Site icon Wonderful Engineering

This New Battery Made Of Aluminum, Sulfur And Salt Is Fast, Safe And Provides Low-Cost

Engineers at MIT have come up with a new battery design created with common materials – aluminum, sulfur, and salt. The battery is low-cost and resistant to fire and failures. It can be charged very fast, which could make it useful for powering a home or charging electric vehicles.

Lithium-ion batteries have been the most used batteries for the last few decades due to their reliability and high energy density. However, lithium is becoming scarcer and more expensive, and the cells can be dangerous, exploding or bursting into flames if damaged or improperly used.

After a search and some trial and error, the team from MIT settled on aluminum for one electrode and sulfur for the other, topped off with an electrolyte of molten chloro-aluminate salt. These materials are more economical and safer.

The team proved with their tests that the new battery cells could tolerate hundreds of charge cycles, and charge very quickly – in some experiments, less than a minute. The cells would cost just one-sixth of the price of a similar-sized lithium-ion cell.

They can not only operate at high temperatures of up to 200 °C (392 °F) but they work better when hotter – at 110 °C (230 °F), the batteries charged 25 times faster than they did at 25 °C (77 °F). The battery doesn’t need any external energy to reach this elevated temperature.

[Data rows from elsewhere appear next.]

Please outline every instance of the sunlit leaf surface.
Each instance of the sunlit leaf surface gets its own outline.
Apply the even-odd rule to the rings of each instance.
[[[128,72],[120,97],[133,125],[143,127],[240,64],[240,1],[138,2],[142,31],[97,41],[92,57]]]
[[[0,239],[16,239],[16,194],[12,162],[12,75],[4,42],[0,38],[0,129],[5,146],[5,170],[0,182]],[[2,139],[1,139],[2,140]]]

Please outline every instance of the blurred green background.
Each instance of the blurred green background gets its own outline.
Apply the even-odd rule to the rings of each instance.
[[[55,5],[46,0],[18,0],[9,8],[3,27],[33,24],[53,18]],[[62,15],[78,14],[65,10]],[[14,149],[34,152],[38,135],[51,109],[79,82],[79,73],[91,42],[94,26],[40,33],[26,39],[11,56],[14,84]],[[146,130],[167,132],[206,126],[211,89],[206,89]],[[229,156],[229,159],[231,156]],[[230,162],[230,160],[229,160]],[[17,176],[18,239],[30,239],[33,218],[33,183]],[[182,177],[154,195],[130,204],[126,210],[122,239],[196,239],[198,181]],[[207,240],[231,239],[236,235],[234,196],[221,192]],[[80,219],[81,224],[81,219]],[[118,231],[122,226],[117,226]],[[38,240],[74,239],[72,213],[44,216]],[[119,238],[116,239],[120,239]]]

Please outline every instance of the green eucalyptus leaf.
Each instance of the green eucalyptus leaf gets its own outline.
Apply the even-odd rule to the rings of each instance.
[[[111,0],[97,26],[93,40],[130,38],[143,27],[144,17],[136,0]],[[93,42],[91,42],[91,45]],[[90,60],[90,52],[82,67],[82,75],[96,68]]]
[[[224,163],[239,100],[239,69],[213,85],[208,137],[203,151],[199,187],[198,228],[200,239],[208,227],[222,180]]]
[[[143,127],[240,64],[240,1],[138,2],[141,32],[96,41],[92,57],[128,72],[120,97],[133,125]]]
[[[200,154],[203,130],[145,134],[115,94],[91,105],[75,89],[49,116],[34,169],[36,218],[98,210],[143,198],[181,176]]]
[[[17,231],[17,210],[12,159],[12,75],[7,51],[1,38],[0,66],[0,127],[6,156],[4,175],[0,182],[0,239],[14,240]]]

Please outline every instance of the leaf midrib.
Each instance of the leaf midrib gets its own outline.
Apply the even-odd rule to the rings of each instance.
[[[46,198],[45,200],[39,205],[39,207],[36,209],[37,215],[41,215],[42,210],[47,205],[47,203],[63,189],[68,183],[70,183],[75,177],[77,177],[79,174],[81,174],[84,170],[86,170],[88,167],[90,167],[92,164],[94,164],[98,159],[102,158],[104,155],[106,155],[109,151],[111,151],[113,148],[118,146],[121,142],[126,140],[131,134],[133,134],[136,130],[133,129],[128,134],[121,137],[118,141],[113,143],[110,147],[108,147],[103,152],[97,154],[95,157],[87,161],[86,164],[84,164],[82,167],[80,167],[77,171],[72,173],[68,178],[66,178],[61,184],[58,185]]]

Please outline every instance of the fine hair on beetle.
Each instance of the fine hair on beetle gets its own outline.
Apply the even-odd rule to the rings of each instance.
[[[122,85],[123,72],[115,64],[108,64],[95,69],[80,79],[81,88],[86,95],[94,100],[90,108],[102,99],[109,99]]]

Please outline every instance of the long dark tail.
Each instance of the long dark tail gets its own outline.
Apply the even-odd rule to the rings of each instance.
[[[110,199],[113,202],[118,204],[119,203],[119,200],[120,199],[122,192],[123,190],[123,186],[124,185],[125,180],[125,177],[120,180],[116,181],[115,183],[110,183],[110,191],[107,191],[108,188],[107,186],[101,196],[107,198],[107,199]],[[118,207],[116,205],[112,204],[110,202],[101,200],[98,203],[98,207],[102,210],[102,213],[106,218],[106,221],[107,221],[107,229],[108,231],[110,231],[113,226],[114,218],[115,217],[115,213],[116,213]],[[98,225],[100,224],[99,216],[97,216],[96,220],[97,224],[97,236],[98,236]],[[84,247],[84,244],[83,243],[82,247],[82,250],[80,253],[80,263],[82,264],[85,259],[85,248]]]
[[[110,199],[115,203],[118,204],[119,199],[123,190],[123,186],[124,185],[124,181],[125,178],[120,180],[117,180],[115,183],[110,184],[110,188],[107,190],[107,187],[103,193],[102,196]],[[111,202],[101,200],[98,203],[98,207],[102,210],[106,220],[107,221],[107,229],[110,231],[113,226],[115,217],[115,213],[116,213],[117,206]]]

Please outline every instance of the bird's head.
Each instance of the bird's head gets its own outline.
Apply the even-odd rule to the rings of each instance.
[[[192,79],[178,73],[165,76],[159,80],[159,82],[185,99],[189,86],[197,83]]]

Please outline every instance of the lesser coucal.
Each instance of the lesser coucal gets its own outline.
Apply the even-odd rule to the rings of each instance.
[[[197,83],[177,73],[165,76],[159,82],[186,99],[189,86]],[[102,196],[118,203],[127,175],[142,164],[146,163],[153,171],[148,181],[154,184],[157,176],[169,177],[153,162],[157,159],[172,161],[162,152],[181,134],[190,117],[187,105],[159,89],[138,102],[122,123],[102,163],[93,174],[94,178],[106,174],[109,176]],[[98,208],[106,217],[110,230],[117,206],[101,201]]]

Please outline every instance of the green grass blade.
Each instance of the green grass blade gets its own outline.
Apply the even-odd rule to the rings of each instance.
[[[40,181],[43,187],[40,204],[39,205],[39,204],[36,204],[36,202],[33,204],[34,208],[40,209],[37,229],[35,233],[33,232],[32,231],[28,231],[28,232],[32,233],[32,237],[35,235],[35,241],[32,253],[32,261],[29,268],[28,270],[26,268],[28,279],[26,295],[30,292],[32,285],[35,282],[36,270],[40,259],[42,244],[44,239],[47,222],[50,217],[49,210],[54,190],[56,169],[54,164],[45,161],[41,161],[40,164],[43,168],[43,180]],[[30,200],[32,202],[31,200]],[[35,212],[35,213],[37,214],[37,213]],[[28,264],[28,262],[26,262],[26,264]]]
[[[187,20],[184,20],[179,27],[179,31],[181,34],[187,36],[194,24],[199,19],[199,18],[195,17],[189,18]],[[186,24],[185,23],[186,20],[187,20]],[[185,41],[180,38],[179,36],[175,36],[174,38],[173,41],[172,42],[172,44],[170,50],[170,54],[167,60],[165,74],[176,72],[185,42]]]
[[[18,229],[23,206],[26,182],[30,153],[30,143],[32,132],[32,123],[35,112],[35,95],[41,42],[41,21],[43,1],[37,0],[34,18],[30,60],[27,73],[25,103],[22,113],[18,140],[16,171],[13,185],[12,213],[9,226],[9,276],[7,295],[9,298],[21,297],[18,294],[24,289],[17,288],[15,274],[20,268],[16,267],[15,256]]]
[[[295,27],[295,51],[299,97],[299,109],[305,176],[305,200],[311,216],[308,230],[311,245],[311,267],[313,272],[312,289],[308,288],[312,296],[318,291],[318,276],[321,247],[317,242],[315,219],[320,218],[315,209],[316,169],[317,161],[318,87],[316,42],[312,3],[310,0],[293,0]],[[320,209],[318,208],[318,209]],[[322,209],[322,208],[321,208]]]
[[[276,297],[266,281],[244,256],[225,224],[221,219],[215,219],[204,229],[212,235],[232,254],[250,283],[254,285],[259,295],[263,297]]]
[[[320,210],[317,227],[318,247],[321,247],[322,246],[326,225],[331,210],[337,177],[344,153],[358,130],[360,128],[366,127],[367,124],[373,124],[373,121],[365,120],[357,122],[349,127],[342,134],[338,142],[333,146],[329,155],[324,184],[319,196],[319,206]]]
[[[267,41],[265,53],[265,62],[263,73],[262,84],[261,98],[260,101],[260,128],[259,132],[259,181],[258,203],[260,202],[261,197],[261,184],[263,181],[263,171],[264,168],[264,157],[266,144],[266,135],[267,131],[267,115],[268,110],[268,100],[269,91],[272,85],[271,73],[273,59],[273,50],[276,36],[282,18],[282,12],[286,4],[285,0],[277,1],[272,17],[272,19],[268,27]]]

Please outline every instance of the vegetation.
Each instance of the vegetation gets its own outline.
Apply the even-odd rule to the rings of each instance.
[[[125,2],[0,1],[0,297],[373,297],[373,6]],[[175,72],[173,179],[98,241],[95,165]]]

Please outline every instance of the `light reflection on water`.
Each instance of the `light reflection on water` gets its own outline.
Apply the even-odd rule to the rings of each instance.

The salt in the electrolyte has a low melting point and has another benefit of preventing the formation of dendrites. These metal tendrils, which gradually grow between the two electrodes until they cause a short circuit, are a major hurdle for batteries, particularly lithium-ion cells.

The team says that this battery design would be best suited to the scale of a few dozen kilowatt-hours, like powering an individual home from renewable sources. They could also be useful as charging stations for electric vehicles, thanks to their rapid charging.

The patents for the aluminum-sulfur batteries have been licensed to a spinoff company called Avanti, co-founded by one of the authors of the study describing the design.

The research was published in the journal Nature.